Güzel Bahçeleriyle:Güzelyurt
Güzelyurt, ismini hak ettiği güzelliğiyle öne çıkarır. Bereketli topraklarıyla kaplı olan bu bölge, adanın narenciye üretim merkezi olarak bilinir.
Güzelyurt, Kuzey Kıbrıs Türk Cumhuriyeti'nde (KKTC) bulunan bir şehirdir. Kıbrıs adasının kuzeybatısında konumlanan Güzelyurt, turunçgil bahçeleriyle çevrili, adını aldığı gibi güzel bir yerdir. Verimli topraklarıyla ünlü olan Güzelyurt'ta portakal, greyfurt, karpuz, kavun ve çeşitli sebzeler yetiştirilir. Bu turunçgillerin çoğu ihraç edilirken, bir kısmı da meyve suyu olarak iç piyasada tüketilir ve ihraç edilir. Lefkoşa'nın 74 kilometre uzağında, adanın kuzeybatısında bulunan Lefke de Güzelyurt gibi turunçgilleriyle ünlüdür.
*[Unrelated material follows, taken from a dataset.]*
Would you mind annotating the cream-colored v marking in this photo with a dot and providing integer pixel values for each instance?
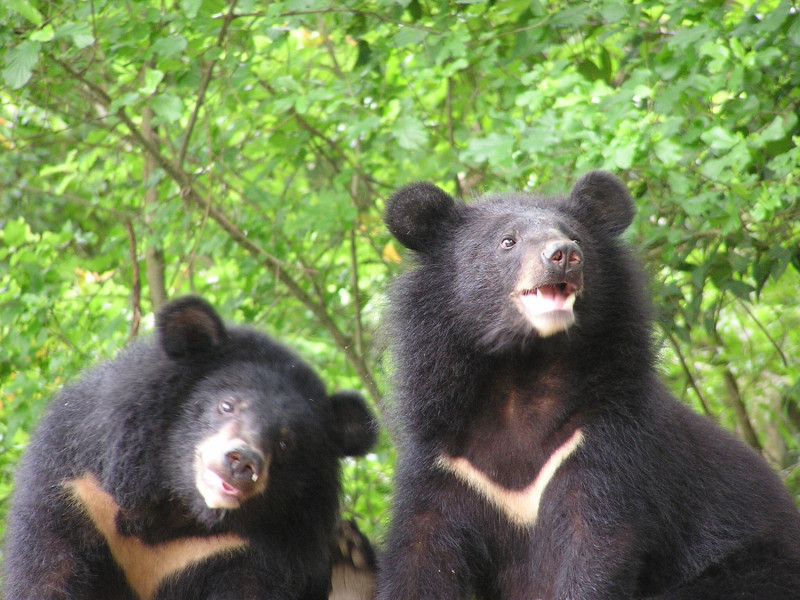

Tarihi yerler arasında Soli, Soli Bazilikası, Soli Tiyatrosu ve Mamas Manastırı önemlidir.
Orta Doğu Teknik Üniversitesi KKTC Kampüsü, Güzelyurt sınırları içinde Kalkanlı kasabasında yer alır.
St. Mamas Kilisesi, antik ikon sergisiyle tanınır.
Güzelyurt Doğa ve Arkeoloji Müzesi, ada hayvanlarının doldurulmuş örnekleri ve M.Ö. 7000 yılına kadar uzanan bir tarihten kalma arkeolojik buluntuları sergiler.
Soli harabelerindeki bazilika (Soli Ören Yeri), Kuzey Kıbrıs'ın en iyi korunmuş mozaik ve mermer zeminine sahiptir. Ayrıca burada restore edilmiş bir tiyatro ve bir pazarla Afrodit'e adanmış bir tapınağın kalıntıları bulunmaktadır.
Vuni Ören Yeri ve Sarayı, adadaki tek Pers sarayıdır. Sarayın kalıntıları denize yukarıdan bakan göz alıcı bir tepenin üzerindedir.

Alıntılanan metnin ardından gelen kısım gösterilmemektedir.